Wednesday, March 9, 2011

Change! You got Change!? Aw come on, help a guy out!

I forgot to mention.

There was something I wanted to address in my last post that I forgot. I don’t want to re-edit the post, I’m kind of a stickler for keeping things the way they were.

 ...uuuuuugh...

Along the lines of “We were founded when women were thought of as inferior”, we need to realize that the concept of women being equal is fairly new. Women didn’t start to leave the household until the 1940s-50s. And it wasn’t until the 1960s and 70s that the idea that women were genuinely equal was accepted in mainstream America. We have only had about forty years of this idea of accepting women in jobs and roles that were once reserved to men. Change takes time. We still have a lot of people who remember the days before the 1960s. But with each new generation, we move past the injustices of yesteryear and grow a little. The pay gap is shrinking and more women are moving up the ladder. I just don’t think it’s fair to compare the wages of a woman manager of five years to a male manager of 20 years.

We cannot have sudden radical change overnight.

Put yourself in this picture: You, your father and his father were slave owners. Society has been dictated by 200 years of tradition. It has been clear for generations that you as a white land-owner are superior to your black slave. The hierarchy is clearly defined. Then one day you wake up and suddenly find out slavery is now morally wrong and has been abolished. All of your slaves have been freed. And now, you are told that your former slave is now equal under the law and could potentially be your boss or elected leader.

I’ll let you pick up your jaw from the ground.

This is what happened during Reconstruction after the Civil War (although the change wasn’t “overnight” and there was obviously a lot of anti-slavery sentiment in the years leading to the war). Add to the fact that your nation just lost a war, your money is worthless, your property was destroyed, and it may be given to your former slaves. The reaction of the white southerners to Radical Republican rule is hardly surprising. Even though it was in the 1870s when the first African-Americans were elected to Congress (in states backed by the US army and set up to be loyal to Radical Republicans in Congress), it was about another hundred years before another African-American entered the halls of Congress not as a cleaning man. The reaction to Reconstruction gave us Jim Crow laws, Plessy v. Ferguson, and 80 years of segregation. We are still trying to overcome these injustices.

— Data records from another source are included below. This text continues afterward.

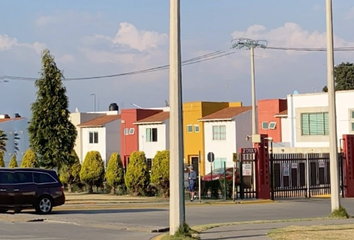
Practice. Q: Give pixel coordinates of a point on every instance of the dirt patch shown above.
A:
(320, 232)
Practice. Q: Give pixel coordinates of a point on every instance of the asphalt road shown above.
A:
(136, 221)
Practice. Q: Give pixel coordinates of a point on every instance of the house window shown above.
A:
(314, 124)
(93, 137)
(131, 131)
(219, 132)
(272, 125)
(151, 135)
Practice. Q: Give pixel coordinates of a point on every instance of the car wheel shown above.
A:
(44, 205)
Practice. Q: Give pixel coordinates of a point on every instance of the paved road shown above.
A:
(89, 221)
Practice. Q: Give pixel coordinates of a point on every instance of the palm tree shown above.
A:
(3, 139)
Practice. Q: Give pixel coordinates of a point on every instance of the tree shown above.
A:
(344, 77)
(69, 174)
(30, 159)
(137, 176)
(13, 162)
(160, 172)
(92, 170)
(2, 162)
(115, 172)
(51, 133)
(3, 139)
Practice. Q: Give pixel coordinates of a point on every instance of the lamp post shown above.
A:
(177, 207)
(251, 45)
(333, 149)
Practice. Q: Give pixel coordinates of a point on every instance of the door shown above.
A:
(25, 189)
(7, 181)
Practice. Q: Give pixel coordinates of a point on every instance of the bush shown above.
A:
(30, 160)
(13, 162)
(115, 172)
(70, 174)
(160, 172)
(2, 162)
(92, 170)
(137, 175)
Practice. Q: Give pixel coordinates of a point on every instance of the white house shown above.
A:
(101, 134)
(225, 132)
(154, 134)
(12, 127)
(307, 118)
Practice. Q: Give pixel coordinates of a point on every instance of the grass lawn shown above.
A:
(320, 232)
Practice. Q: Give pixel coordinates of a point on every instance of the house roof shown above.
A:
(100, 121)
(226, 113)
(282, 113)
(156, 118)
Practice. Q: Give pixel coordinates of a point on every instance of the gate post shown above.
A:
(348, 147)
(262, 168)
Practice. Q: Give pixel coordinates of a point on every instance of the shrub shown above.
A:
(13, 162)
(160, 172)
(92, 170)
(137, 175)
(70, 174)
(30, 160)
(2, 162)
(115, 172)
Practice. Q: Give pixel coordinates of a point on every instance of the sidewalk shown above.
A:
(259, 231)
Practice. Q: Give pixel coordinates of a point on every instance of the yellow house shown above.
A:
(193, 130)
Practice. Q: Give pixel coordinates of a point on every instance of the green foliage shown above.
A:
(137, 176)
(70, 173)
(115, 172)
(13, 162)
(3, 139)
(51, 133)
(92, 170)
(30, 160)
(344, 77)
(160, 172)
(2, 162)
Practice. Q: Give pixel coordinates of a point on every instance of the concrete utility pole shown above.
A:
(251, 45)
(335, 199)
(177, 208)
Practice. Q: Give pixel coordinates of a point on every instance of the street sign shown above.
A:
(248, 150)
(211, 157)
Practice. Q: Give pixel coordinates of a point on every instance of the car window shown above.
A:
(43, 178)
(24, 177)
(7, 177)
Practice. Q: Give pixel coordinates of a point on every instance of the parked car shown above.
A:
(218, 173)
(23, 188)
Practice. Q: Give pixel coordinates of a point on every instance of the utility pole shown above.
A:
(177, 208)
(251, 45)
(333, 149)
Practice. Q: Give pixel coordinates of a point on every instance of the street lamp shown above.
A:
(333, 148)
(251, 44)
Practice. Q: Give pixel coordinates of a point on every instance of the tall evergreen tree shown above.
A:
(52, 135)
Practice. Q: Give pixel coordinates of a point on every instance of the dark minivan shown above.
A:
(22, 188)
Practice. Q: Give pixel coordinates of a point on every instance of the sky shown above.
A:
(95, 38)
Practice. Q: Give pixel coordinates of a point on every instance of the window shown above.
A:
(131, 131)
(314, 124)
(151, 135)
(272, 125)
(93, 137)
(219, 132)
(43, 178)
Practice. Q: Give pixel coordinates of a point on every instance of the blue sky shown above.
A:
(100, 38)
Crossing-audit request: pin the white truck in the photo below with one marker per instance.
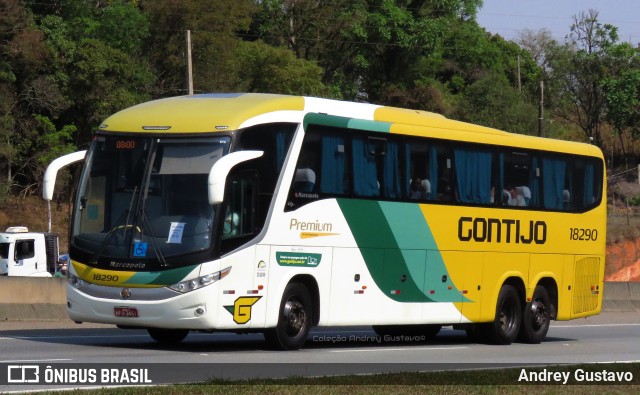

We could not have a sudden overnight transformation of the American woman led by Congress. As the Feminist Movement in America entered the 1970s, it started to get more radical (“only lesbians can be feminist” beliefs) and we got people like Phyllis Schlafly. The “Big Government can solve all problems” welfare state of Lyndon Johnson in the 1960s gave us the “Government is not the solution, Government is the Problem” Ronald Reagan in the 1980s. Roe v. Wade gave us the immediate pro-life movement, creating more opponents to abortion as it was slowly becoming acceptable state by state.

Look at Egypt. Do they have a fully functioning democracy with institutions and fully formed political parties yet?

Change takes time. It can be reversed but with vigilance, we will continue to move forward.